5. Réseau et parenté


La parenté semble être le parangon de réseau dans la mesure où tout le monde en dispose d’une. Nécessité de distinguer les liens de parenté effectifs des non-effectifs. La parenté est très souvent susceptible de former un réseau partiel dense à l’intérieur d’un réseau plus total. L’avantage de la parenté pour l’étude de réseau est qu’Ego est vraiment le centre de ce réseau partiel de sa parenté, qui forme une zone avec une frontière marquée.

6. Unités d’analyse


La principale unité d’analyse : non pas l’individu mais le couple marié. Barnes reprend le travail de Bott (Family and Social Network, 1957). Il pointe une confusion dans le travail de sa collègue dans la mesure où, par endroits, elle confond pour unité d’analyse les couples mariés et les seules épouses. Barnes montre que s’intéresser aux liens entre couples mariés diminue la qualité de l’étude du lien entre individus et réciproquement. Barnes propose de distinguer le mari de sa femme et d’étudier leurs connaissances respectives.

Barnes poursuit sa revue de littérature et rappelle que d’autres unités que l’individu ou le ménage sont utilisées dans l’analyse de réseaux : les villes (Hallpike, 1970) ou les CSP dans le cas d’une étude réticulaire de mobilité sociale (Beshers et Laumann, 1967).

7. Production des données


Trois types de méthode peuvent conduire à produire des données utilisables pour l’annalyse de réseau : l’entretien, le questionnaire, l’observation.

Deux problèmes se posent :

  • Ego renseigne mal sur les liens d’Alter (typiquement le mari ne connaît pas tous les liens et surtout tous les liens effectifs et investis de sa femme),

  • Les données produites sont en nombre insuffisant.

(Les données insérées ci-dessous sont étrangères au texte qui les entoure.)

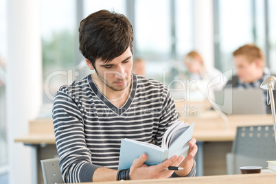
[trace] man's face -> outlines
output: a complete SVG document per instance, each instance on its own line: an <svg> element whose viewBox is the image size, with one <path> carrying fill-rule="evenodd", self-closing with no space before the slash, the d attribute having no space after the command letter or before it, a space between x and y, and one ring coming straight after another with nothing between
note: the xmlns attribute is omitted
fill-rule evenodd
<svg viewBox="0 0 276 184"><path fill-rule="evenodd" d="M100 88L106 91L111 89L111 91L123 91L130 86L132 67L133 54L129 47L121 56L110 62L104 62L101 59L96 59L96 72L94 75L95 79L99 82L97 84L102 85ZM94 69L93 67L92 69Z"/></svg>
<svg viewBox="0 0 276 184"><path fill-rule="evenodd" d="M257 67L256 62L250 62L247 58L244 55L234 56L235 65L237 68L238 77L242 82L253 82L256 77L256 73L261 69Z"/></svg>

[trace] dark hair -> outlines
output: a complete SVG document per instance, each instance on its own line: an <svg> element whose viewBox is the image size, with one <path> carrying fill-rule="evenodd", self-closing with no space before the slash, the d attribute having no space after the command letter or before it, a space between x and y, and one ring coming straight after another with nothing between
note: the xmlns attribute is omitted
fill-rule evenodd
<svg viewBox="0 0 276 184"><path fill-rule="evenodd" d="M80 22L80 51L94 67L97 58L109 62L128 47L133 54L133 26L124 14L103 10Z"/></svg>

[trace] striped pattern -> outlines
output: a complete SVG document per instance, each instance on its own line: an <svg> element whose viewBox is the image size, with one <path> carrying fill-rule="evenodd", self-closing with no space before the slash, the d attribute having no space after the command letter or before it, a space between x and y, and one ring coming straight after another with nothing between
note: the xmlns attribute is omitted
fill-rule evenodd
<svg viewBox="0 0 276 184"><path fill-rule="evenodd" d="M120 108L97 90L91 75L60 87L53 120L65 181L82 182L89 173L92 179L95 165L117 169L122 138L160 146L169 124L177 119L168 88L134 74L130 95Z"/></svg>

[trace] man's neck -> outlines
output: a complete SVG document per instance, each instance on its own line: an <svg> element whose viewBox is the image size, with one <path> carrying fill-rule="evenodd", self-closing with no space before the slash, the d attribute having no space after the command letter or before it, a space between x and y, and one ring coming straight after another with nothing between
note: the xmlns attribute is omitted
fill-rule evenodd
<svg viewBox="0 0 276 184"><path fill-rule="evenodd" d="M92 78L97 89L107 98L111 103L118 108L122 107L128 99L131 91L133 78L126 88L122 91L114 91L104 84L100 80L95 78L94 75Z"/></svg>

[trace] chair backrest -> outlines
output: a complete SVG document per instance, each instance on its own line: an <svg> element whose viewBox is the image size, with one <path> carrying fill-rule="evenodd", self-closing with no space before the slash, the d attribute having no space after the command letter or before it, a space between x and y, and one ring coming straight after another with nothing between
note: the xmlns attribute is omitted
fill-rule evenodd
<svg viewBox="0 0 276 184"><path fill-rule="evenodd" d="M241 166L266 169L266 161L276 159L273 126L238 127L231 154L233 174L240 174Z"/></svg>
<svg viewBox="0 0 276 184"><path fill-rule="evenodd" d="M41 161L45 184L64 183L58 165L59 161L58 158Z"/></svg>

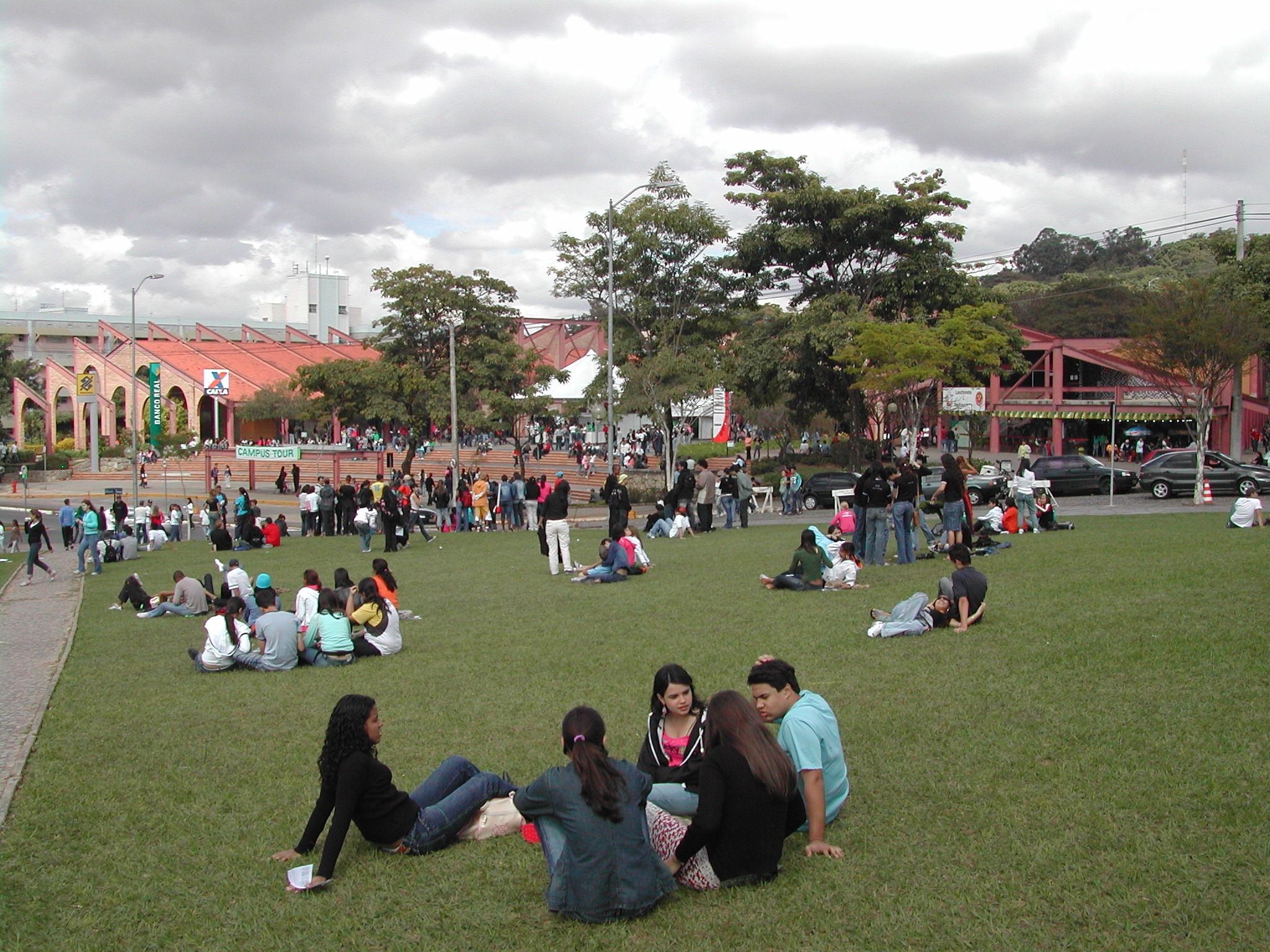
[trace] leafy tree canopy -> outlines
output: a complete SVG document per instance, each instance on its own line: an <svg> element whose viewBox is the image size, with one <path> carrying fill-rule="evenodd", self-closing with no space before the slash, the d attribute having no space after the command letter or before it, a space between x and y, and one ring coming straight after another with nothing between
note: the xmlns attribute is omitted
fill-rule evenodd
<svg viewBox="0 0 1270 952"><path fill-rule="evenodd" d="M728 160L729 202L758 212L733 242L732 267L762 287L787 289L792 306L851 294L892 320L949 310L974 297L952 260L965 227L946 221L969 203L945 188L941 169L881 189L833 188L805 156L740 152Z"/></svg>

Barnes conclut sur la fertilité du concept de réseau qui n’a pas selon lui atteint ses limites mais qui ne pourra constituer un paradigme (cf intro). Deux raisons à cette fertilité :

  • le peu de données produites combinées à une grande dispersion des travaux,

  • les pressions, les intérêts et les modes de calcul ne préexistent pas au réseau ; l’agent ne vient pas du dehors avec ces trois attributs, il les acquiert et les développe au sein du réseau ; d’où la compatibilité du réseau avec n’importe quelle théorie (structuralisme, choix rationnel).